July 31, 2018

practice makes better


Sometimes I forget about the days when my camera literally used to be attached to my hand. I knew it inside out and frontward and backward. I need to get that sense of familiarity back with my new camera, and the only way to do that is to use the dang thing more and not be so intimidated by it. Take more pictures of my everyday life. Practice what I can for actual shoots just using random objects around my house. Say to my friends, "Hey, do you guys wanna get dressed up and we can go take pictures for fun?" like I used to before life got messy and adulthood complicated everything.

I'm trying to be okay with posting these pictures even though they're not technically ~the best~ or whatever stupid comparison game my brain is trying to make me play. My perfectionist tendencies lay dormant until moments like this come up, and then they bombard my brain with, "This isn't in focus" and "You can do better than this."

All I can think about is when I used to play the clarinet in middle school. I hated practicing. I would put it off and put it off. I went from being first chair clarinet in sixth-grade band to being the sixth chair in seventh-grade band. The difference was that summer, my clarinet sat in its case and collected dust. I didn't practice anymore. I quit. Threw in the towel. Gave up and moved onto choir when I went into high school (and now I'm lucky if I even sing in the car anymore).

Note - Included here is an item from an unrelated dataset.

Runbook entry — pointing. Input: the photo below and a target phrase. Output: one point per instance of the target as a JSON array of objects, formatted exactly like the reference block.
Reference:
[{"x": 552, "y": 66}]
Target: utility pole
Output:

The major setback now is the follow through. How many projects have I started in the past year and not finished? (Don't answer that.) How many scrapbooks, knitting projects, journals, etc. are just sitting around collecting dust because of my inability to see something through to completion? (Answer: too many to disclose.) What is it about finishing projects that's so hard for me? Why is practicing always the last thing on my to-do list, but I can make time to scroll through Instagram and Twitter 7000 times every day?

I think the most important thing I've learned in the last few months is that we make time for the things that bring us joy. If I want to get better at taking pictures, I have to be willing to bring my camera out and actually use it, whether it's just taking pictures of my coffee in the morning or going out to take self-portraits now that I no longer spend every sunset serving overpriced fast food to crabby people. You have to go out and put in the work in order to see results, with just about damn near everything in life.

I am vowing right now to use my big camera more. Stop playing the comparison game in my head. Do the work. Practice makes better.